Друг искал съемную квартиру, но что-то затянул с поисками и, пока суть, да дело — соблазнил его жену. Он обо всем догадался, «друга» выгнал. А жена стала каяться, мол, нечаянно влюбилась… Но через несколько дней взяла за руку ребенка и ушла жить к другу.

Месяца через три, однако, она вернулась. Он безропотно и без упреков принял ее и изо всех сил старался вернуть их прежнюю семейную жизнь, потому что до этого они жили с ней «душа в душу, ну, душа в душу!» Он очень любил ее и раньше, до того, как это все случилось, думал, что и она его тоже любит.

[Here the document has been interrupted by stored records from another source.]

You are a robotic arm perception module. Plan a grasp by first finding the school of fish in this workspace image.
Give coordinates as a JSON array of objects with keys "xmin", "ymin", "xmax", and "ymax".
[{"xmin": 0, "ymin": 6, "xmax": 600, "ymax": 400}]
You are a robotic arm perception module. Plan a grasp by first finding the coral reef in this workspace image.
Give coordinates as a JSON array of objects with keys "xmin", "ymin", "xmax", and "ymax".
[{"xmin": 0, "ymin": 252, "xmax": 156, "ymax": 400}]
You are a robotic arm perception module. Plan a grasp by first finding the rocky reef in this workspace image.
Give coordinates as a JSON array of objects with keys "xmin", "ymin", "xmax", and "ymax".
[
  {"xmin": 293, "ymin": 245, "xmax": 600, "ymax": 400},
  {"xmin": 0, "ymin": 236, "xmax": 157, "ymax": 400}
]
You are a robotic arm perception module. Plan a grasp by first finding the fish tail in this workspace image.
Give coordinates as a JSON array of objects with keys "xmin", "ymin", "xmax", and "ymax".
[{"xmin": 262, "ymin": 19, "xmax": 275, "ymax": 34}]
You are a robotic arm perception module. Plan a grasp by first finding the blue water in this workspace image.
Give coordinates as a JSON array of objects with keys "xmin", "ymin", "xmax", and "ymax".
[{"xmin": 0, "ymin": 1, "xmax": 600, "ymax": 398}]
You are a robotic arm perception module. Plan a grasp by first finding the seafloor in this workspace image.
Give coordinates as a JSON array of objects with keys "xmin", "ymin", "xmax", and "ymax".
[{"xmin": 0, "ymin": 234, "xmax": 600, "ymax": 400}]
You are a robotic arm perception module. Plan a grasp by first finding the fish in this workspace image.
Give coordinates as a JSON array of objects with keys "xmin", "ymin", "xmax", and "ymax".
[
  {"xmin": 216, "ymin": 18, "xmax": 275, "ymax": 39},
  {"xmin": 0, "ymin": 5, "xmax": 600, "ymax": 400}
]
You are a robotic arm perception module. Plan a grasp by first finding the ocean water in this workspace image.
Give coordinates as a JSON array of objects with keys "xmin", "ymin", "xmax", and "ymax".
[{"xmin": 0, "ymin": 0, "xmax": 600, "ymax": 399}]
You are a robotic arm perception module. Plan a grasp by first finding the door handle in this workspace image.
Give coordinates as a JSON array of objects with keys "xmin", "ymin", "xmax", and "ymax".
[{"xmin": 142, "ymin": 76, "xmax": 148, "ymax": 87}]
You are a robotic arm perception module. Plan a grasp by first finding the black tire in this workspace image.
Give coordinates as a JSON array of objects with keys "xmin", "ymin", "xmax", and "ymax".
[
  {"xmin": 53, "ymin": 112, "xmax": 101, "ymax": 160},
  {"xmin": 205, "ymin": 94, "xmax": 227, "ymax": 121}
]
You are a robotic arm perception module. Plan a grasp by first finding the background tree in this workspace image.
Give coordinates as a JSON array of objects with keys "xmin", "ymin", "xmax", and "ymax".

Но, пожив с ним пару месяцев, она снова ушла, взяв с собой и ребенка. Ушла, однако, не к любовнику — они расстались, как оказалось, раз и навсегда — а ушла в никуда, просто ушла от него. Не захотела с ним больше жить после новой своей любви.

Он тосковал по ней, потом даже женился на другой женщине, но это, по его словам, было уже не то…

Женщины

На какой-то светской вечеринке известная своей манерностью и красотой дама, подходя к группе других дам, сказала, показывая взятое с чайного столика оригинальное пирожное:

— Смотрите, девочки, что я нашла. Я считаю, что все в жизни нужно попробовать…

— В сорок пять она собралась все попробовать — я уже в восемнадцать все попробовала, — заметила ей другая дама, известная своей натуральной простотой и бойкостью.

–…Я думаю, ты еще раньше все попробовала, — последовал после секундной паузы ответ.

Дети

На утреннике в детском садике воспитательница вышла на сцену в платье, покрытом желтыми листьями, и с корзиночкой, тоже наполненной желтыми листьями.

— Кто я, дети? — спросила она.

— Еле-на Михай-ловна — дружно и с готовностью ответили дети.

— Не-ет, дети, я — осень, — не моргнув глазом, поправила их воспитательница.

Читатель

Он читал Льва Толстого с перерывами: прочтет несколько страниц и откладывает книгу — настолько плотно написано, что он чувствовал себя переполненным, нужно было перевести дух и придти в себя.

В поиске

После школы они с подругой уехали из своей деревни в районный центр учиться в техникуме. Когда она заканчивала техникум, двоюродная тетка прислала ей письмо, в котором звала после диплома приехать на работу в свой городок, где у нее на примете был для нее неплохой жених — сын директора предприятия средней величины, ее ровесник и тоже приближающийся к принятому тогда возрасту женитьбы. Она поехала в тот городок по распределению и прихватила с собой землячку-подругу. После не то чтобы бедной, но скудноватой деревенской жизни у своих родителей она искала себе в городе долю получше. Ну и подруга ее не хотела от нее сильно отставать.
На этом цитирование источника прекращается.